Monday, October 27, 2008

Like a clown suit in line at the soup kitchen

Fluff like lipstick on a pitbull just doesn't distract voters like it used to.

Paul Krugman:
As someone who’s spent a lot of time arguing against conservative economic dogma, I’d like to believe that the bad news convinced many Americans, once and for all, that the right’s economic ideas are wrong and progressive ideas are right. And there’s certainly something to that. These days, with even Alan Greenspan admitting that he was wrong to believe that the financial industry could regulate itself, Reaganesque rhetoric about the magic of the marketplace and the evils of government intervention sounds ridiculous.

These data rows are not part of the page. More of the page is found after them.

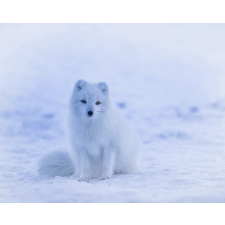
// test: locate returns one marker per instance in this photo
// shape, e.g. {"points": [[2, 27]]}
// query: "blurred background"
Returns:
{"points": [[167, 79]]}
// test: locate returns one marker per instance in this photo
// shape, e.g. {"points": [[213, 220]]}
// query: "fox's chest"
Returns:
{"points": [[93, 140]]}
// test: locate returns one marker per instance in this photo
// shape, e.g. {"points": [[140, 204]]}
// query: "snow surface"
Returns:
{"points": [[167, 80]]}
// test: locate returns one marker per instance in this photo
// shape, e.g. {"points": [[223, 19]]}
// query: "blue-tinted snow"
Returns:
{"points": [[167, 80]]}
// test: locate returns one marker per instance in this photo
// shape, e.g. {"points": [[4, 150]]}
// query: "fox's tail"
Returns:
{"points": [[57, 163]]}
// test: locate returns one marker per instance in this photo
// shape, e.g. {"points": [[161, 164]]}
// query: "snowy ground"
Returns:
{"points": [[168, 80]]}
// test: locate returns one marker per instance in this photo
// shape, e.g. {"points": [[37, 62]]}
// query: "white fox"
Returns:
{"points": [[101, 141]]}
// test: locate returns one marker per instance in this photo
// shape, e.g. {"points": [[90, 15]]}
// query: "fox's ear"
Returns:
{"points": [[103, 86], [80, 84]]}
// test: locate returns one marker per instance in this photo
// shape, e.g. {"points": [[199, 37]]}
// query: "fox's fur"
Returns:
{"points": [[101, 144]]}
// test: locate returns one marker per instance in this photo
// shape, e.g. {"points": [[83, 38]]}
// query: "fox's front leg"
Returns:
{"points": [[109, 155], [84, 166]]}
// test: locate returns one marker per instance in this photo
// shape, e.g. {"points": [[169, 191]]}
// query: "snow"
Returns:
{"points": [[167, 80]]}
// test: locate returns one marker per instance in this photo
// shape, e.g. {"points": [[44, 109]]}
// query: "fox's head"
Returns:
{"points": [[89, 100]]}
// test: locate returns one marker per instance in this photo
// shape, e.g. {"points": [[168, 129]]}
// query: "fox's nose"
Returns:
{"points": [[90, 113]]}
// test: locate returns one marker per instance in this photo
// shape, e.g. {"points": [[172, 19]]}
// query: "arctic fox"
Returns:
{"points": [[102, 143]]}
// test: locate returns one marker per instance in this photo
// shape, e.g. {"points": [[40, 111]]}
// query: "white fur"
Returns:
{"points": [[102, 144]]}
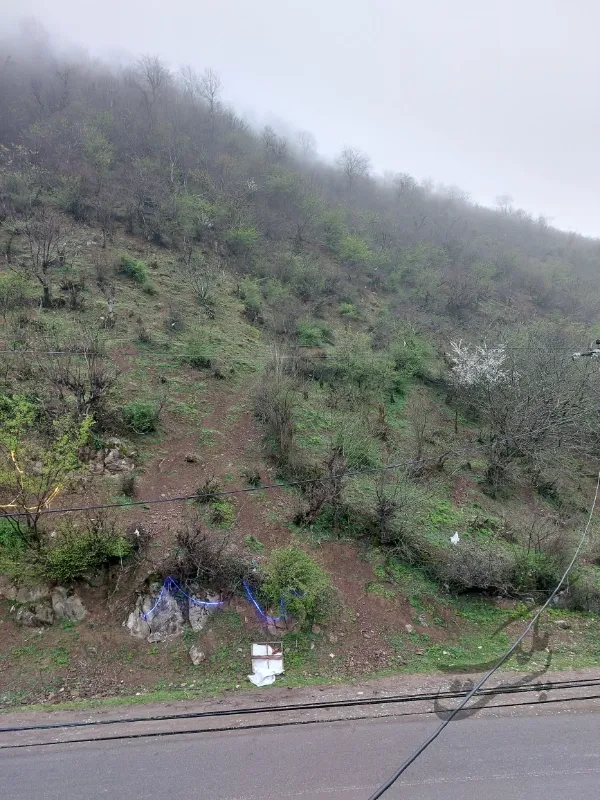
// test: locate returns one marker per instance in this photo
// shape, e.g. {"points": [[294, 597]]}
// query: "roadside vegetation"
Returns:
{"points": [[173, 284]]}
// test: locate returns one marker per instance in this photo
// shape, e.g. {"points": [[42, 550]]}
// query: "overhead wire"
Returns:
{"points": [[226, 492], [502, 660]]}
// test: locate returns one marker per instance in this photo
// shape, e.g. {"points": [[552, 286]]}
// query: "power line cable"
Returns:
{"points": [[226, 492], [503, 659]]}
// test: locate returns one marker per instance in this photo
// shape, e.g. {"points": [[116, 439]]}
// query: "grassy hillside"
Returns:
{"points": [[192, 309]]}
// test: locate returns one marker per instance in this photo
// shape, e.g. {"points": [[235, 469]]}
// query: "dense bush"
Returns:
{"points": [[199, 353], [141, 416], [77, 552], [292, 576], [242, 240], [312, 334], [206, 559], [132, 268]]}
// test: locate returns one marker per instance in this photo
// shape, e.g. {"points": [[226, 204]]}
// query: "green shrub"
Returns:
{"points": [[534, 571], [584, 590], [311, 334], [132, 268], [141, 416], [304, 586], [149, 288], [222, 513], [348, 310], [198, 352], [77, 552], [13, 548], [242, 240], [250, 293]]}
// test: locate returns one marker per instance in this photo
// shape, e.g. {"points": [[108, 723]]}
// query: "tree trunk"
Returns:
{"points": [[46, 296]]}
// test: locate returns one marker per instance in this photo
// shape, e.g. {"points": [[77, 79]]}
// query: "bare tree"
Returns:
{"points": [[533, 403], [354, 164], [82, 370], [307, 144], [152, 77], [504, 202], [43, 231], [210, 89], [201, 277], [275, 146]]}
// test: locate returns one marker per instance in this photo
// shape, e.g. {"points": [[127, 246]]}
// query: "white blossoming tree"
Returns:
{"points": [[531, 402]]}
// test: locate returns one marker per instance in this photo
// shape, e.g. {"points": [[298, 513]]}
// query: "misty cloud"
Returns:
{"points": [[493, 97]]}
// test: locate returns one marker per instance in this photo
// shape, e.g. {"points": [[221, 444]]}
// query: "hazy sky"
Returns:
{"points": [[495, 96]]}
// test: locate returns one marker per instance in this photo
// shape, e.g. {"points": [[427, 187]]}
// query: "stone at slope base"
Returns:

In addition, Mr. McCain seems spectacularly unable to talk about economics as if it matters. He has attempted to pin the blame for the crisis on his pet grievance, Congressional budget earmarks — which leaves economists scratching their heads in puzzlement. In the immediate aftermath of the Lehman failure, he declared that “the fundamentals of our economy are strong,” seemingly unaware that he was closely echoing what Herbert Hoover said after the 1929 crash.

But I suspect that the main reason for the dramatic swing in the polls is something less concrete and more meta than the fact that events have discredited free-market fundamentalism. As the economic scene has darkened, I’d argue, Americans have rediscovered the virtue of seriousness. And this has worked to Mr. Obama’s advantage, because his opponent has run a deeply unserious campaign.

[snip]

The McCain campaign’s response to its falling chances of victory has been telling: rather than trying to make the case that Mr. McCain really is better qualified to deal with the economic crisis, the campaign has been doing all it can to trivialize things again. Mr. Obama consorts with ’60s radicals! He’s a socialist! He doesn’t love America! Judging from the polls, it doesn’t seem to be working.

Will the nation’s new demand for seriousness last? Maybe not — remember how 9/11 was supposed to end the focus on trivialities? For now, however, voters seem to be focused on real issues. And that’s bad for Mr. McCain and conservatives in general: right now, to paraphrase Rob Corddry, reality has a clear liberal bias.